Apache Superset Installation & Configuration

Updated: 8 Jun 2023

Introduction

If anyone thinks open source is free, it's not. What you don't pay in $$$ you pay in time (not meant disparagingly). Most open source documentation is written by tech people who, likely unconsciously, seem to assume those who will read it, already understand it.

Apache Superset is no different. I spent quite some time researching, figuring out and cobbling together how to set up Apache Superset from various sources (see references). Although there are some good initial sources (particularly Superset's own documentation), nothing got me to the finish line on its own. Nothing seemed to have everything I was looking for or it was lacking helpful examples of what the code/config should look like. So, here's what I figured out and what worked for me. Hopefully, you find it helpful.

Dev/Test Setup

Helpful Notes

  • This method is not meant for production nor is it secure. It should only be used internally and not be accessible to the outside world.

  • Because this method runs Superset under your current user, when you logout or disconnect from your ssh session, Superset will stop.
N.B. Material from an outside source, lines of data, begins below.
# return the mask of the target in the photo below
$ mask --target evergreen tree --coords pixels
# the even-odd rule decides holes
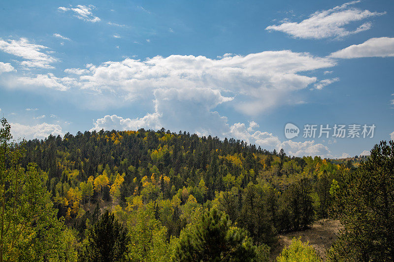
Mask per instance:
[[[91,228],[79,254],[84,262],[110,262],[126,261],[130,241],[127,229],[115,219],[108,210]]]
[[[345,180],[331,190],[344,228],[329,260],[394,261],[394,141],[375,145]]]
To leave Superset running upon disconnect, use a screen or tmux session.

Dev/Test Environment

  • Ubuntu 20.04LTS (fully updated) on an AWS EC2 t3.small instance

  • Running as a local user or root

  • Python virtual environment

  • Not running as a service

How To

  1. Install dependencies

    sudo apt install build-essential libssl-dev libffi-dev python3-dev python3-pip libsasl2-dev libldap2-dev default-libmysqlclient-dev

  2. Install Python virtual environment (recommended)

    apt install python3.8-venv

  3. Update pip

    pip install --upgrade setuptools pip

  4. I had to downgrade sqlparse otherwise, there were errors during Superset's db upgrade (this took quite awhile to figure out)

    pip install sqlparse=='0.4.3'

  5. Create the Python virtual environment (this keeps all Python packages installed/uninstalled within this environment)

    python3 -m venv venv

    . venv/bin/activate (this puts you in the venv - note the command starts with the "."

    • To exit the venv, type deactivate on the command line
  6. Install Superset

    pip install apache-superset

  7. Init the DB

    superset db upgrade

  8. Before creating the admin user, you need to override the default secret key

    1. Create key:

      openssl rand -base64 42

    2. Copy the key (using your preferred copy/paste method)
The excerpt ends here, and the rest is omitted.